The potential yield boom hinges on whether the Government will buy damaged housing stock then sell-on at a discount and also restore the city's infrastructure.
"If the infrastructure is taken back to what it was on February 21 the indication that we have is that rental levels would stay virtually the same as they are now, but because you've purchased the property at the lower purchase price, even with repairs and refurbishment, its substantially lower than what the house was originally worth, but your rental is still the same, your yield has automatically gone up," a Bayleys spokesman said.
Bayleys Karen Philips said if the properties were acquired by the Government, then sold at a reduction, it "will open up opportunities for property developers and investors returning to the market."
"However, these opportunities of course depend on the Government, the EQC or insurance companies, on-selling the properties in an ‘as-is, where-is' basis, and allowing for redevelopment and reoccupation rather than abandonment. At this stage, the big unknown is just what land will be deemed recoverable , and what land would be deemed to be written off," she said.
Demand for rental property in the area was already high before the earthquakes, and with rents largely unchanged Bayleys believes if homes were sold at a considerable discount - and investors had the cash to make the necessary renovations - there could be considerable yield benefits.

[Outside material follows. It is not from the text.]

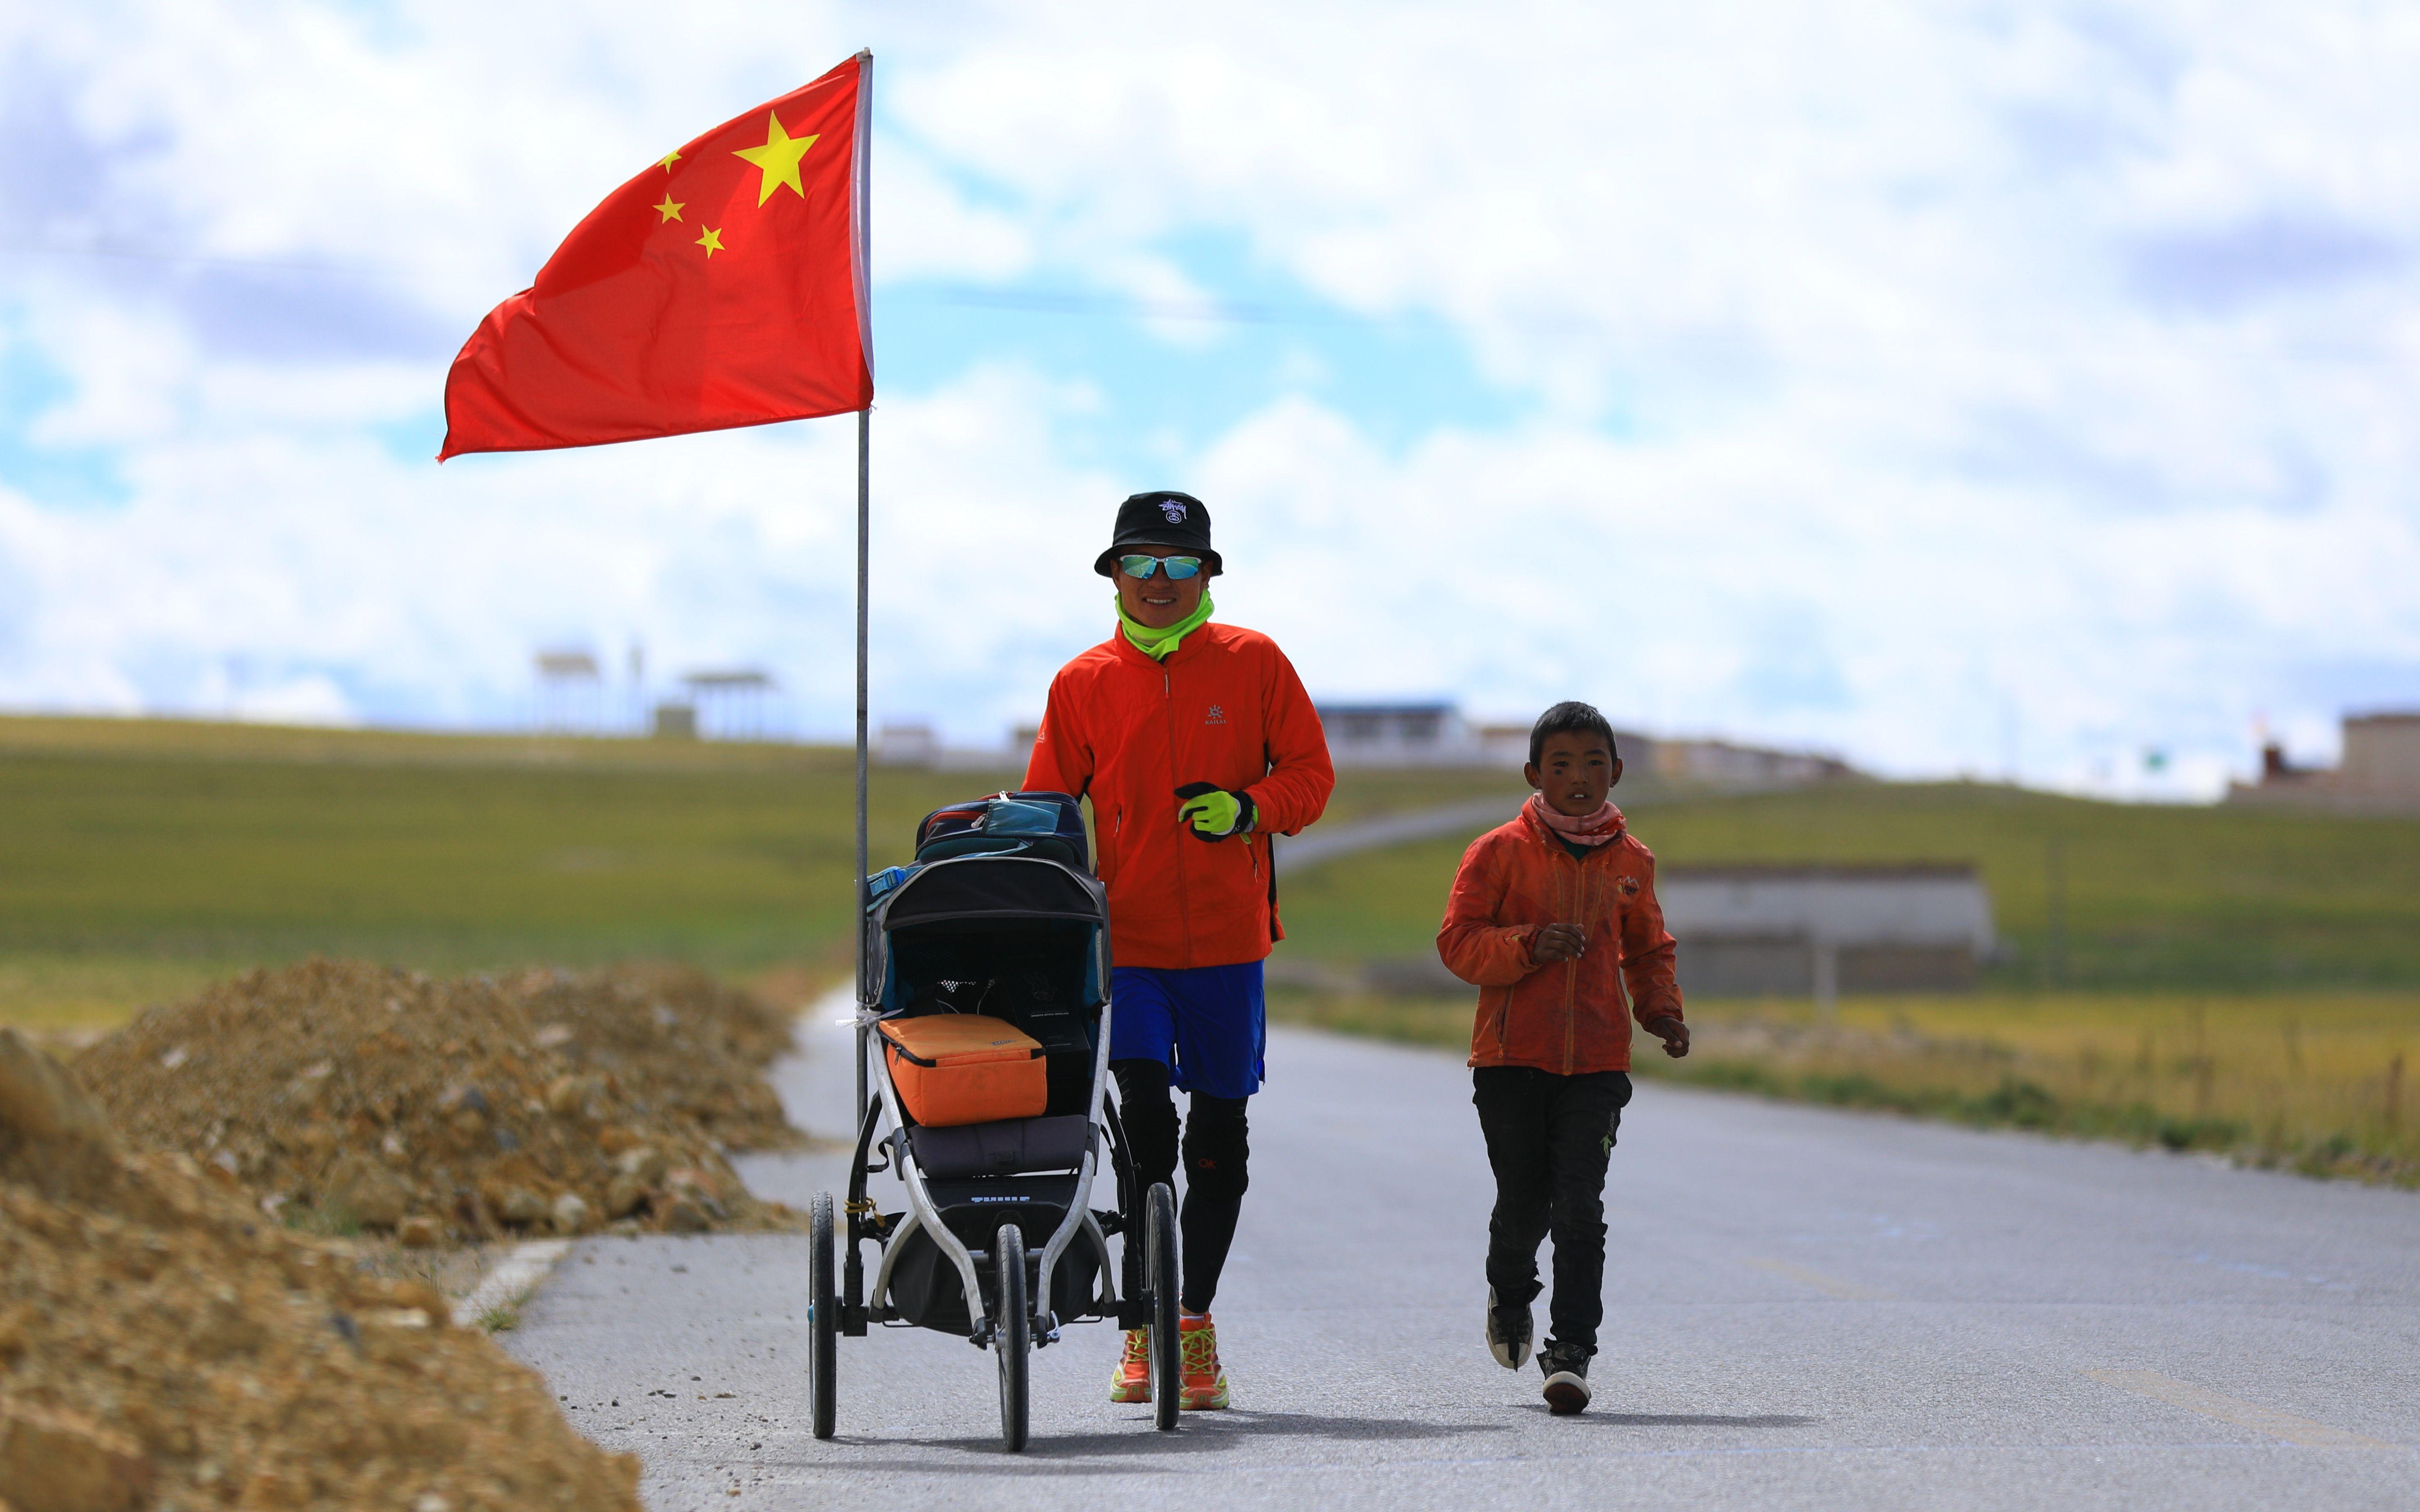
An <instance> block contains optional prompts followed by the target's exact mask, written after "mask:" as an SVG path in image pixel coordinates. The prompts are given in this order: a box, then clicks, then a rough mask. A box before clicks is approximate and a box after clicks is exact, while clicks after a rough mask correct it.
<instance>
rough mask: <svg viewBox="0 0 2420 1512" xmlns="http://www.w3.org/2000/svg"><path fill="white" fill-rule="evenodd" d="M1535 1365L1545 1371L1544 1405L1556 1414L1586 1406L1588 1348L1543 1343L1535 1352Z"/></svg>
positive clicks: (1587, 1377)
mask: <svg viewBox="0 0 2420 1512" xmlns="http://www.w3.org/2000/svg"><path fill="white" fill-rule="evenodd" d="M1537 1367H1539V1369H1542V1372H1546V1406H1549V1408H1551V1410H1554V1415H1556V1418H1568V1415H1573V1413H1578V1410H1585V1408H1588V1350H1583V1347H1578V1345H1546V1347H1544V1350H1539V1352H1537Z"/></svg>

"Investors could come in and say I can buy the property for 20% to 30% of what it was worth, spend X% getting it into a habitable state, the Government comes to the party in repairing the infrastructure, then the indications that our residential letting team is getting is that rental levels would be virtually, if not exactly, the same as they were on February 21. So if you were getting a three-bedroom home for $300,000, renting between $300 and $350, work out what the yield would be. Now work out the yield on a $150,000 home on exactly the same rentals," a Bayleys spokesman said.
Another key plus Bayleys highlighted for the property investor is people's willingness to rent in areas they would not consider buying in.
"Someone doesn't want to own a property on a fault line but they're willing to take the chance that the house is relatively stable and habitable, it's perfectly livable, just that it's right on the fault line, they might say I'm prepared to move back into the south east suburbs, and that's where the investors could come in."
Philips said Bayleys had already seen increased interest from investors.
"People are thinking this could be another time to get back in the market, the problem of course is finding the stock," she said.